The presidency is powerful—entirely too powerful. Through mission creep, popular acclaim, and abandonment of responsibility by the legislative branch, the nation’s chief executive has gained near-unilateral authority to wage war and is rapidly acquiring similarly monarchical say over domestic policy. But the office is still elected. The American people are entitled to job interviews with hopeful candidates. Unfortunately, presidential “debates” barely fill that role, least of all the choreographed kabuki meet-ups between Joe Biden and Donald Trump scheduled for this summer.
“Trump feeds off the crowd, they give him life,” an anonymous Biden adviser told Politico about the exclusion of audiences from the events. “We wanted to take that away.”
Biden’s people are afraid that speaking in front of living, breathing humans plays to the presumed Republican candidate’s strengths (and, conversely, to Biden’s weaknesses), so they want it off the table. But that’s only one constraint placed on the gatherings planned for June 27 and September 10, specified by the Biden campaign and agreed to by Trump’s camp. The debates will bypass the bipartisan Commission on Presidential Debates and be hosted by CNN (June) and ABC News (September). They’ll exclude other presidential candidates. And the meetups will follow kindergarten rules, with the participants allowed to speak only in turn while the other candidate’s microphone is off.

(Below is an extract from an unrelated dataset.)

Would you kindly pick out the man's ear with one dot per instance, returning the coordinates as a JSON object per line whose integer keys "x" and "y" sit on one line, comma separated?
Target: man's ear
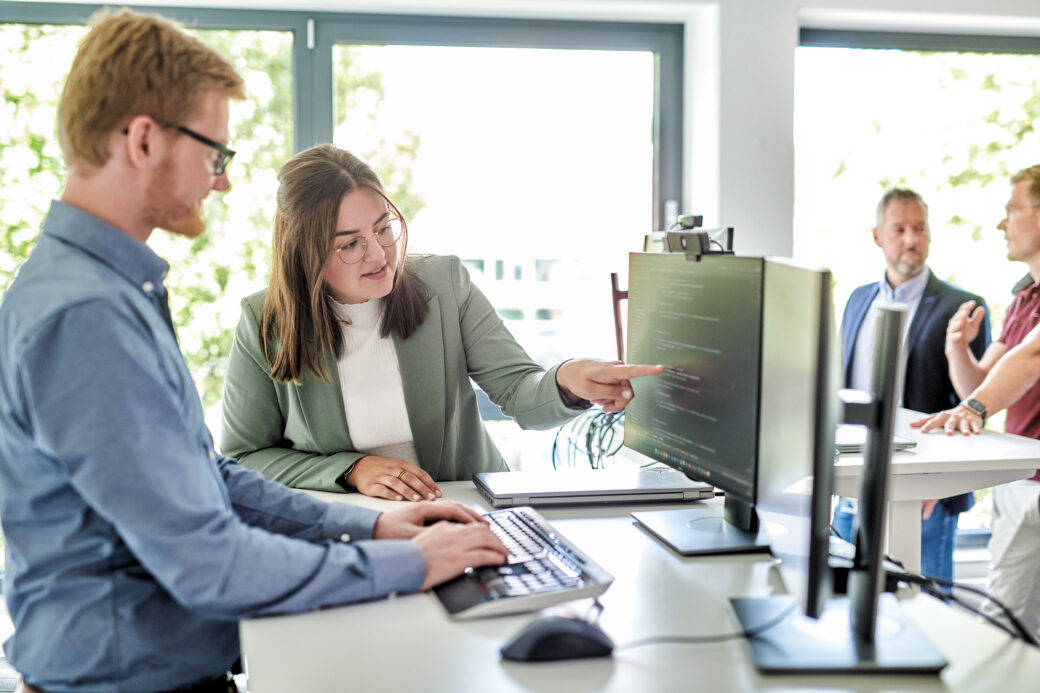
{"x": 143, "y": 137}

This year’s strange, rule-bound “debates” are the inevitable culmination of a long process of making the meetups as easy as possible for Democratic and Republican standard-bearers. The Commission on Presidential Debates, which is so aggrieved to have been sidelined, was itself created by the major parties to craft situations friendly to their candidates after independent organizations, such as the League of Women Voters, refused to oblige.